Introduction
The problem of searching for a string
within another string is important in Computer Science. Most programmers are
familiar with the C strstr function which provides the caller with an ability
to search for a string needle within a string haystack. This article is about a
similar function which is generated using a Linux shell script and provides a
similar facility.
Background
The approach taken for implementing this
version of string searching is to generate a search function with a variable
degree of search branches. The code searches linearly within the string
haystack using the multiple search logic each with different offsets into the
string within the main search loop.
The design of the search function is as
follows:
#include <string.h>
#include <iostream>
using namespace std;
#define STRSTR(S,T,P) \
{ \
register const char *s = (S), *t = (T); \
while(*s && *t && *s++ == *t++); \
if(!*t) { \
(P)=(S); \
} else { \
(P)=NULL; \
} \
}
int
_strstr(const char *str, const char *f)
{
int len = strlen(str);
int m = 4;
int i = len / 4 + 1;
int *k= new int[m];
const char *orig = str, *p;
memset(k,0x0,sizeof(int) * m );
for(int j = 1; j < m; j++) {
k[j] += (k[j-1]+i);
cout << "k[j]: "<< k[j] << endl;
}
cout << "i : " << i << endl;
while(i--) {
cout << "k[0] " << ((str + k[0]) - orig) << " len " << len << endl;
if(*str && ((str + k[0]) - orig) < len && *(str + k[0]) == *f) {
STRSTR(str+k[1],f,p);
if(p) {
cout << "k[0]: " << p << endl;
return p - orig;
}
}
cout << "k[1] " << ((str + k[1]) - orig) << " len " << len << endl;
if(*str && ((str + k[1]) - orig) < len && *(str + k[1]) == *f) {
STRSTR(str+k[1],f,p);
if(p) {
cout << "k[1]: " << p << endl;
return p - orig;
}
}
cout << "k[2] " << ((str + k[2]) - orig) << " len " << len << endl;
if(*str && ((str + k[2]) - orig) < len && *(str + k[2]) == *f) {
STRSTR(str+k[2],f,p);
if(p) {
cout << "k[2]: " << p << endl;
return p - orig;
}
}
cout << "k[3] " << ((str + k[3]) - orig) << " len " << len << endl;
if(*str && ((str + k[3]) - orig) < len && *(str + k[3]) == *f) {
STRSTR(str+k[3],f,p);
if(p) {
cout << "k[3]: " << p << endl;
return p - orig;
}
}
str++;
}
}
Where in the above code, STRSTR
is a macro that tests
a possible match by comparing the entire string haystack S with the string
needle T to be found.

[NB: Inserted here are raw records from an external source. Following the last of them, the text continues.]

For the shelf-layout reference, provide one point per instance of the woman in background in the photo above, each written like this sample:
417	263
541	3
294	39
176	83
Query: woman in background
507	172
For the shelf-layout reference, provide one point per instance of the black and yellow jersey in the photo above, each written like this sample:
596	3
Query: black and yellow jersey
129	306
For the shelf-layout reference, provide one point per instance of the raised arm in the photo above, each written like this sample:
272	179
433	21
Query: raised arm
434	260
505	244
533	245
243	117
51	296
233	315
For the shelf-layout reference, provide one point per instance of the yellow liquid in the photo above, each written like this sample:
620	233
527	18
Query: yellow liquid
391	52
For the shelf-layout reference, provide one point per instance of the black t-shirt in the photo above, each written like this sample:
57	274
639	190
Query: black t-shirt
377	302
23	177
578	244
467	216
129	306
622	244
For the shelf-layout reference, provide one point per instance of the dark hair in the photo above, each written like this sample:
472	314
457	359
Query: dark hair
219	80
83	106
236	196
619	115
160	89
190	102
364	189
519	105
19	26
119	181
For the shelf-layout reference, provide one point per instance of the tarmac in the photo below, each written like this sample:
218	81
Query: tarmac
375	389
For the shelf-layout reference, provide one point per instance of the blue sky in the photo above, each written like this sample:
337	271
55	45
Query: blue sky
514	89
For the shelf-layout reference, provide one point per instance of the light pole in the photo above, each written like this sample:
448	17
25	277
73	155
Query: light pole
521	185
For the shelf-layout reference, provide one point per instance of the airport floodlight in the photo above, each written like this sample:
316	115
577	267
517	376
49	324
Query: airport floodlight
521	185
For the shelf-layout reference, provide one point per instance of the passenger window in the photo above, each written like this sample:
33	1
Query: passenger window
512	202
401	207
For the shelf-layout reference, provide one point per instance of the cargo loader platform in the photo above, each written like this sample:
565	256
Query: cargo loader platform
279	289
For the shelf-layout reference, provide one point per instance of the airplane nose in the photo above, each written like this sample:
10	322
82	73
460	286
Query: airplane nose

If found, the results are placed into pointer P,
otherwise P is NULL. The variable m represents the number of search logics that
are generated. In this example, m is equal to four, and there are four if
statements of the form:
if(*str && ((str + k[0]) - orig) < len && *(str + k[0]) == *f)
These if statements check the input string haystack
represented by pointer 'str
' to see if the first character is a match to the
first character of the string needle represented by pointer 'f
'. However, care
must be taken to assert that the test is not out of bounds from the length of
string 'str
'. This is done in the first part of the test:
*str && ((str + k[0]) - orig) < len
The array k
contains m offsets into string 'str
'. In
this way, during a linear scan of the string 'str
', multiple offsets into the
string can be scanned in the same pass. This approach is similar to how a loop
would be unraveled for optimization. Once there is a possible match,
represented by the following condition within the if statement:
*(str + k[0]) == *f
The macro STRSTR
is invoked and a test to see if a
match is found is made.
Clearly, in the worst case, the algorithm will scan
the length of the entire string haystack which is N, and perform a constant m
such comparisons where the worst case for the comparisons is given by scanning
the length of the entire string needle which is M. Thus, the algorithm is O(N *
M). This will happen in cases where the string haystack is of the form 'aaaa'
and the string needle is of the form 'ab'. A pass through 'aaaa' will have each
of the m search logics match the first character of 'ab' causing STRSTR to
execute and scan all of the string needle and failing each time. However, if
the string needle does exist within the string haystack, then the algorithm
should execute much faster than that as it would likely find a possible match
within a pass of the string haystack which is enhanced by the multiple search
logics scanning at different positions within the string haystack. In the
average case, the code will likely take O(N/2) scan of the haystack (similar to
linear search) with all proceeding constant m tests failing and one succeeding
taking O(M) time for an average running time of O(N/2 + M). The best case is
that the algorithm matches the first characters of the string haystack with the
string needle, then immediately goes to STRSTR to scan for the needle in the
haystack and returns success which would be O(M) time.
Using the Code
A Bash script called gen_string_match.sh
is provided to emit the C++ code. It allows the user to generate as large or
as small a number of internal
test branches to run within the main search loop. To
run the script and
compile the emitted C++ code, type (on Linux):
./gen_string_matching.sh
g++ strstr.C -D_TEST_STRING_MATCH -o test_string_match
The shell script does not generate a header file, so
to use the '_strstr' function, declare in a header:
extern "C" char *_strstr(const char *s, const char *t);
Points of Interest
The code is generated to allow the
user to use a function that has many search logics within the linear pass of
the string haystack. If this is equal to the length of the string haystack,
then the code will match the needle within the first pass.